We know that $\mathsf{SO}(3)$ matrix stands for the proper rotation in 3D space. But when I read this paper, there is a $\mathsf{SO}(3)$ matrix stands for the general query matrix of Grover's algorithm in $\mathsf{SO}(3)$ form: $$ \left(\begin{array}{ccc} R_{11} & R_{12} & R_{13} \\ R_{21} & R_{22} & R_{23} \\ R_{31} & R_{32} & R_{33} \end{array}\right), $$ where \begin{align*} R_{11}&=\cos \phi\left(\cos ^{2} 2 \beta \cos \theta+\sin ^{2} 2 \beta\right)+\cos 2 \beta \sin \theta \sin \phi\\ R_{12}&=\cos 2 \beta \cos \phi \sin \theta- \cos \theta \sin \phi\\R_{13}&=-\cos \phi \sin 4 \beta \sin ^{2} \frac{\theta}{2}+\sin 2 \beta \sin \theta \sin \phi\\R_{21}&=-\cos (2 \beta) \cos \phi \sin \theta+ \left(\cos ^{2} \frac{\theta}{2}-\cos 4 \beta \sin ^{2} \frac{\theta}{2}\right) \sin \phi\\R_{22}&=\cos \theta \cos \phi+\cos 2 \beta \sin \theta \sin \phi\\ R_{23}&=-\cos \phi \sin 2 \beta \sin \theta- \sin 4 \beta \sin ^{2} \frac{\theta}{2} \sin \phi\\R_{31}&=-\sin 4 \beta \sin ^{2} \frac{\theta}{2}\\R_{32}&=\sin 2 \beta \sin \theta\\R_{33}&=\cos ^{2} 2 \beta+\cos \theta \sin ^{2} 2 \beta\,. \end{align*} The paper says that the eigenvector of this matrix is $(\cot \frac{\phi}{2},1,-\cot 2 \beta \cot \frac{\phi}{2}+\cot \frac{\theta}{2} \csc 2 \beta)^{T}$.

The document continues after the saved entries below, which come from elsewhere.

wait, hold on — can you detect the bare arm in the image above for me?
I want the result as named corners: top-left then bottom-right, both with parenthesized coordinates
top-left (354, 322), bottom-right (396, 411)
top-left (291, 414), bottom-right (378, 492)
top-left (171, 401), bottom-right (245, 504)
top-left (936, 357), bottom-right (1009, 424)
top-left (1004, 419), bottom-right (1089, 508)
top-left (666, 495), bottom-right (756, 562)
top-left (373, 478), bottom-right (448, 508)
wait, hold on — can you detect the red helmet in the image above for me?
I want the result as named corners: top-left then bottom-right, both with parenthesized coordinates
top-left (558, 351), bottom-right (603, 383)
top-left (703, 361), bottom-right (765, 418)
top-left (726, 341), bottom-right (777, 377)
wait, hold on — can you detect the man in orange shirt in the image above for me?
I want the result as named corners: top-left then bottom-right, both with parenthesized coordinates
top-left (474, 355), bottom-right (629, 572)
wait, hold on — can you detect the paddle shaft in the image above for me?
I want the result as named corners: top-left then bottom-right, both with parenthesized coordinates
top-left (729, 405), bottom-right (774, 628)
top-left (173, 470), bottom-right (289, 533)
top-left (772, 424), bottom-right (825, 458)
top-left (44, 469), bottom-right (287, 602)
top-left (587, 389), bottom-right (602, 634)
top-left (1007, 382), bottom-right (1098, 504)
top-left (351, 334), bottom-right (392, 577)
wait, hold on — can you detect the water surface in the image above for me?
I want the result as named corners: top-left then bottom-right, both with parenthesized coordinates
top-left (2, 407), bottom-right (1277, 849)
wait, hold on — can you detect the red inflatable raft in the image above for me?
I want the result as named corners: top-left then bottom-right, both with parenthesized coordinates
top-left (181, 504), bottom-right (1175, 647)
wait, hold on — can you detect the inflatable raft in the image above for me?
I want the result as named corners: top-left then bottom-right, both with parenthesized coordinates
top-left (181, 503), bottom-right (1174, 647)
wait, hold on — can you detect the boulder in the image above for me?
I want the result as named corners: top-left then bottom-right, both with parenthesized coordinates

I know this question is very basic and I've tried to use Matlab to calculate it. But I just can't figure out how can the author got the eigenvector of such a simple form? Can it be manually calculated? Is there a better way to compute the eigenvector of this kind of parameterized matrix?

Answer 1

If I were you, I'd ignore the matrix $R$ and instead work with the matrix $Q$. They give you a conversion between vectors in the two different representations.

First, I'm going to simplify things a bit by working with $$ \tilde Q=\left(\begin{array}{cc} e^{i\phi/2} & 0 \\ 0 & e^{-i\phi/2} \end{array}\right)Q. $$ You'll have to compensate for this in the final analysis. Now, if I want to find the eigenvectors of $\tilde Q$, note that I can remove any amount of the identity and the eigenvectors don't change. So, remove $-\cos\frac{\theta}{2}I$. You're left with $$ -\sin\frac{\theta}{2}\left(\begin{array}{cc} \cos2\beta & \sin2\beta \\ \sin2\beta & -\cos2\beta \end{array}\right) $$ Again, for the sake of the eigenvector, you can ignore the overall multiplicative factor ($-\sin\frac{\theta}{2}$). Your eigenvector will be for the form $$ \left(\begin{array}{c} \cos\beta \\ \sin\beta \end{array}\right) $$

I believe that, ultimately, when you incorporate the adjustment between $\tilde Q$ and $Q$, you'll find the eigenvector is $$ \left(\begin{array}{c} \sqrt{1-\sin^2\frac{\phi}{2}\cos^22\beta}+\cos\frac{\phi}{2}\cos2\beta \\ \sin2\beta e^{-i\phi/2} \end{array}\right). $$

However, if you want to analyse the $R$ matrix directly, there must be an equivalent to each of my steps.